We prepared samples with various densities of silver nanowires, using 1.5 mL, 2 mL, 2.5 mL, 3 mL, 3.5 mL, 4 mL, 5 mL, and 6 mL volume of previous nanowire solution separately. It is evident from Figure 4(a) that optical transmittance decreases with increasing of AgNWs density. The sample using 1.5 mL of starting solution has the highest transmittance about 88%. On the other hand, the Rs increases as the density increases, as shown in Figure 4(b). AgNW-MCE films with Rs around 50 Ohm/sq and ~85% optical transmittance (at 550 nm) were produced, which is very close to the performance of the ITO on PET for flexible optoelectronic devices. The properties of AgNW-MCE films show that they are suitable for the use of touch screen panels, electrowetting display, and liquid crystal display [13, 14]. We have to note that all the Rs values of AgNW-MCE films, shown in Figure 4(b), were obtained after the film pressed under the pressure of 10 MPa, resulting in the Rs of the film significantly decreasing by about 50%. We attributed the decrease to cutting down the contact resistance between AgNWs. The mechanical pressing method, reported by Hu et al. [6], is an available approach to reduce the junction resistance of AgNWs. They have reduced the Rs of the AgNW film from several hundreds ohms/sq to several tens ohms/sq after pressed up to 81 GPa pressure. According to that result, we believe that the conductivity of AgNW-MCE films can be considerably improved by pressing films under a higher pressure.

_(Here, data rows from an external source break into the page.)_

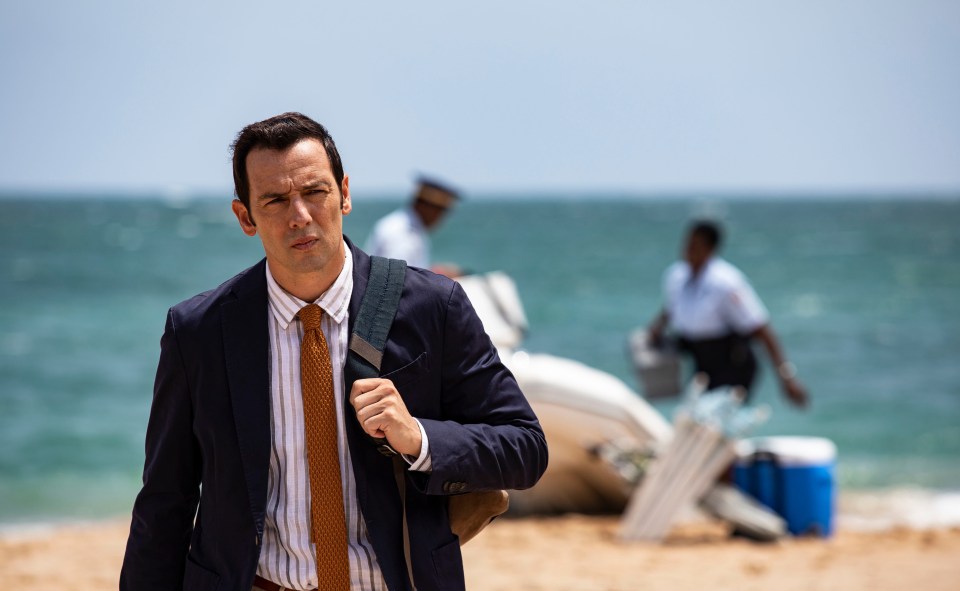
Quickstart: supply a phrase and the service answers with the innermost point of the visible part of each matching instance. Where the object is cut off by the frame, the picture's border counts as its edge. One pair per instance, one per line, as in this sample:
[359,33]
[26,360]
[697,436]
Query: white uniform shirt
[287,557]
[401,235]
[714,303]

For AgNW-MCE films, the mechanical robustness against adhesion, friction, and bending is excellent. The equivalence thickness of the AgNW film used for the adhesion and flexibility test is 300 nm (for the deposition density is 130 mg/m2) [4]. It is notable in Figure 4(c) that there is no obvious increase in Rs of AgNW-MCE films after tape test and finger friction. In contrast, the conductivity of AgNW-PET films was nearly lost while it was peeled off from the tape and rubbed against by finger. From the inset figure of Figure 4(c), it was noticeable that the AgNWs on PET were mostly peeled off (left 2) or rubbed away (left 3), while AgNW-MCE films were without any visible change. The reason for the outstanding adhesion is as follows. (1) While treated with acetone vapor, the MCE membrane became sticky. As a result, AgNWs were stuck to the MCE membrane. (2) The pore were melted after treated with acetone vapor; meanwhile, some ends of AgNWs were buried in the MCE membrane [10]. During the flexibility testing, as shown in Figure 4(d), the conductivity is nearly invariant while bending with the AgNW-MCE film in compress and tension. The films were bent to a curvature of 1-2 mm (the inset figure of Figure 4(d)). If noting the difference of Rs between AgNW-MCE films and AgNW-PET films, as shown in Figure 4(d), we can see the Rs of AgNW-MCE films is about 20% lower than that of AgNW-PET films. That is possible because the contact between AgNWs to the substrate improved, which improves the morphology and the electrical contacts between wires [6].

4. Conclusions

In summary, we have demonstrated a simple, rapid, and low-cost method to fabricate transparent AgNW films. Unlike the AgNW film on PET with poor adhesion, the AgNW film prepared by this method adheres strongly on the MCE substrate, which causes a stable conductivity even if the film is subjected to bending. We have obtained AgNW-MCE films with Rs around 50 Ohm/sq and ~85% visible transmittance, which is comparable to ITO on PET. As mentioned above, we believe that AgNW-MCE films can be widely used in flexible electronic and optoelectronic devices.


This work was supported by the Rising Star Program of Shanghai under Grant no. 07QA14019, Shanghai Talent Development Fund, and the Fundamental Research Funds for the Central Universities.